Multiple-Choice Questions: Precision Through Constraint and RAG Grounding
Multiple-choice questions present a different challenge: over-explanation and ambiguity. Goodfin treats MCQs as a constrained decision problem explicitly grounded through Retrieval-Augmented Generation (RAG).
Execution Flow
RAG-Based Context Retrieval: Relevant CFA knowledge is retrieved prior to reasoning to ground decision-making in domain-specific expectations.
Robust Option Parsing: Options are extracted using a layered parsing strategy with multiple fallbacks and strict validation.
RAG-Enhanced Reasoning: A general-purpose model (
Gemini 2.5 Pro) performs chain-of-thought reasoning with self-consistency sampling, conditioned on retrieved CFA context.Deterministic Output Enforcement: The system enforces single-letter answer selection with strict formatting guarantees.
By combining RAG grounding with strict output constraints and input validation, the system avoids ambiguity, formatting drift, and hedging — key failure modes in professional grading contexts.

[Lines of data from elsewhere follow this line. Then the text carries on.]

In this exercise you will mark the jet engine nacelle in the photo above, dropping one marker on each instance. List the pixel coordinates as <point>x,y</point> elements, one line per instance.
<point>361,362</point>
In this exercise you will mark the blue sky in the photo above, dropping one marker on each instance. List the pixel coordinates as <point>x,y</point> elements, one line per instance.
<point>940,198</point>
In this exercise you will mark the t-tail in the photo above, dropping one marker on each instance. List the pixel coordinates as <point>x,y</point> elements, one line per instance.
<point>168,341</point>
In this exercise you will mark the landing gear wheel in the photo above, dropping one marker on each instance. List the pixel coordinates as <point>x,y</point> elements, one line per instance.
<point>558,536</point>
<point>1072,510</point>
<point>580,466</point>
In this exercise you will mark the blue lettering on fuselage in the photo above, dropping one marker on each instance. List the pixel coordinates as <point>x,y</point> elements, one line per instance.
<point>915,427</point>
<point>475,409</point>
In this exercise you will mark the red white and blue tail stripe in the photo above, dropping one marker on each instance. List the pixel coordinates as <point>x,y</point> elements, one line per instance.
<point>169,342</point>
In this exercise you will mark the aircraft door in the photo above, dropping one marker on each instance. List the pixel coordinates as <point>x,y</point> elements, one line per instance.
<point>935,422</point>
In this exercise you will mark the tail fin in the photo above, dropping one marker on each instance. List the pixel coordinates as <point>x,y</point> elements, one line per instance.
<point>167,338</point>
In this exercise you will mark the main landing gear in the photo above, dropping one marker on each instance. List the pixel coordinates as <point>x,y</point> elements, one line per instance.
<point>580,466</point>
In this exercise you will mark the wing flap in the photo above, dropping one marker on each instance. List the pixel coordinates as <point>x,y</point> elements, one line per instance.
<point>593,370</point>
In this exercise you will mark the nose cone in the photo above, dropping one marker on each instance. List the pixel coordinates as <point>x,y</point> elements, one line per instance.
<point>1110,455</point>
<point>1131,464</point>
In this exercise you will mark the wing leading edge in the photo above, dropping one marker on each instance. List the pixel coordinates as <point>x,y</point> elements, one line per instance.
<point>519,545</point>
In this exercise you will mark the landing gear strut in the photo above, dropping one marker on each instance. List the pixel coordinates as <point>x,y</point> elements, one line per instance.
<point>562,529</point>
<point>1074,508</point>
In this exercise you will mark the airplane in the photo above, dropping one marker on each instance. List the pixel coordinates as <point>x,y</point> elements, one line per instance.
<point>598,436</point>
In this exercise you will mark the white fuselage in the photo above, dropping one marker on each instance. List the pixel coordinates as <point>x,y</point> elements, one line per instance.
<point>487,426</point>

Evaluation Aligned With Professional Standards
Evaluation is embedded directly into the system design rather than applied after generation.
MCQs are graded against ground-truth answers
Essays are graded using CFA-style rubrics on a 0–4 scale
Structural coverage, content alignment, and rubric adherence are measured
This closed-loop evaluation framework enables continuous iteration and transforms reasoning quality into a measurable system property.
Results and Broader Implications
Under exam-aligned evaluation, the Goodfin CFA framework achieves:
91.95% rubric-based essay performance
86.67% MCQ accuracy
An overall score exceeding the CFA Level III passing threshold of 65%
More importantly, this system demonstrates a broader principle: reliable financial AI is built through orchestration, retrieval, constraint, and evaluation — not by scaling a single model.
While the CFA exam serves as a proving ground, the architecture generalizes to any domain where judgment, explanation, and accountability matter.